Todos los buscamos alguna
vez. Como también nos hicimos análisis clínicos esperando un hipotiroidismo,
algo que justifique nuestro exceso de peso y lo arregle con medicación.
“¿Se puede comer alfajor
light?” “¿Cuánto queso port Salut le puedo poner al zapallito relleno?”.
Se
espera que te digan que sí, que te comas todo y que vas a adelgazar igual. Que
no hace falta la carencia, que la comida puede seguir dominando tu vida y no se
va a notar de afuera.
Sin embargo, no, te
ofrecen otro vaso de agua de dispenser. Saludable, pero insípida, inodora e incolora.
Y te recuerdan que no, no te podés pasar de las 2000 calorías del menú.
Para amenizar el mal
trago (bueno, que no se traga nada, pero en fin), la experta, la de los
cuarenta kilos menos nos regala un papelito con algún texto motivacional. Lo
leemos y se nos humedecen los ojos con las lágrimas de una emoción de origen
dudoso. Nadie sabe si llora porque el fragmento le “llegó” o por las cosas que
durante la semana que comienza no podrá ingerir.
Leemos la frase de los
adictos, la del sólo por hoy, no comas, sólo por hoy, mañana vemos. Y nos
disponemos a partir.
Cada uno vuelve a su
casa, a su familia, si es que la tiene, ya lo dije, no sabemos mucho de los
demás. No nos interesa.
Se hizo la hora de la
cena y todos los manjares nombrados en la reunión activan nuestros cerebros.

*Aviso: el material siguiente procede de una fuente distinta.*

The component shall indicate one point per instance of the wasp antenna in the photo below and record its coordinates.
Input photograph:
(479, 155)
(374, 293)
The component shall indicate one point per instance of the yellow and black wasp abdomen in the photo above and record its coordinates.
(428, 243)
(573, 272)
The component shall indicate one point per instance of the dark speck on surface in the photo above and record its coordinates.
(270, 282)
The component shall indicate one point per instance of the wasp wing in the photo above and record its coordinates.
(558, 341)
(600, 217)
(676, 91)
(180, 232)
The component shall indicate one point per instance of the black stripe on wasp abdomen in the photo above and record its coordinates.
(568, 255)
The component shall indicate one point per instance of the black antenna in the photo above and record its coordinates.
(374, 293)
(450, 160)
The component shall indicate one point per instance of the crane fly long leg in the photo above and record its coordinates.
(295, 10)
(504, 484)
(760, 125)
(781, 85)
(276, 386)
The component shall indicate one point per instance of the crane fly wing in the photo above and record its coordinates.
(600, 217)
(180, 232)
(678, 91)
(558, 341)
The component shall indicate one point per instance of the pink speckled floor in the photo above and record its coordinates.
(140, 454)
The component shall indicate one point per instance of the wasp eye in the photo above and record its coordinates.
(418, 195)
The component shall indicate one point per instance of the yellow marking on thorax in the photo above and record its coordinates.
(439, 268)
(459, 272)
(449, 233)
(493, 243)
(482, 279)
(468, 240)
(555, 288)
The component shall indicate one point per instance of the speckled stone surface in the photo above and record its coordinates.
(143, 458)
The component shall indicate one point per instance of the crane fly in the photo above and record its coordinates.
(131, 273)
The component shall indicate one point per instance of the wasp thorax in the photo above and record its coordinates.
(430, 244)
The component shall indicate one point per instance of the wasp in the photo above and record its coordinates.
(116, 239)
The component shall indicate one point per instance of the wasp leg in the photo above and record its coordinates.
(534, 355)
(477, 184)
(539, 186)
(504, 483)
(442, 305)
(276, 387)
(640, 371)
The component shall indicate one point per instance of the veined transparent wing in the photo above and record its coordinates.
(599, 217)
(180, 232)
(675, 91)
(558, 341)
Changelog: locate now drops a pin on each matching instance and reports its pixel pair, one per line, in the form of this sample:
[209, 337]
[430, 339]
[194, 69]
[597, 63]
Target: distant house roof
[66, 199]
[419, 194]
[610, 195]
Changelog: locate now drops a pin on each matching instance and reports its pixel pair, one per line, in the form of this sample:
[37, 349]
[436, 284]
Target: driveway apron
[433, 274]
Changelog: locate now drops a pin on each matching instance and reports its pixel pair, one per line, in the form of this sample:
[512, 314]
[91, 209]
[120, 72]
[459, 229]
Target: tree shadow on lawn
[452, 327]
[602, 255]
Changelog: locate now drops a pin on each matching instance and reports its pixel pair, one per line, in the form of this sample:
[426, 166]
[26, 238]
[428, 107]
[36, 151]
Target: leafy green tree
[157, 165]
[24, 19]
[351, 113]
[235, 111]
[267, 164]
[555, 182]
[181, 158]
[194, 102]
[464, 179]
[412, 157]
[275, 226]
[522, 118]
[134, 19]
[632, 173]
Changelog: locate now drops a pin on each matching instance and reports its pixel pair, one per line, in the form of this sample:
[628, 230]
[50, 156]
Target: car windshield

Llegamos a casa con un hambre atroz, la generada por la fantasía, el recuerdo,
la memoria emotiva de todos esos alimentos que se nombraron.
No tiene la misma fuerza
la frase motivacional.
Y entonces te empachás de
galletitas de salvado pensando en las facturas, de salchichas diet recordando
el choripán jugoso de chimichurri, te comés tres manzanas en lugar de una
esperando que tu mente las transforme en una tarta deliciosa.
No adelgazás. Y encima
comiste mierda.
Mierda que deberás
justificar en una semana.
Ojalá te inviten a algún
cumpleaños o reunión de amigos el fin de semana. Así le echás toda la culpa a
la porción de torta y los sanguchitos de miga que, aunque no debas y se lo
digas al anfitrión cuando te los ofrezca, te vas a comer.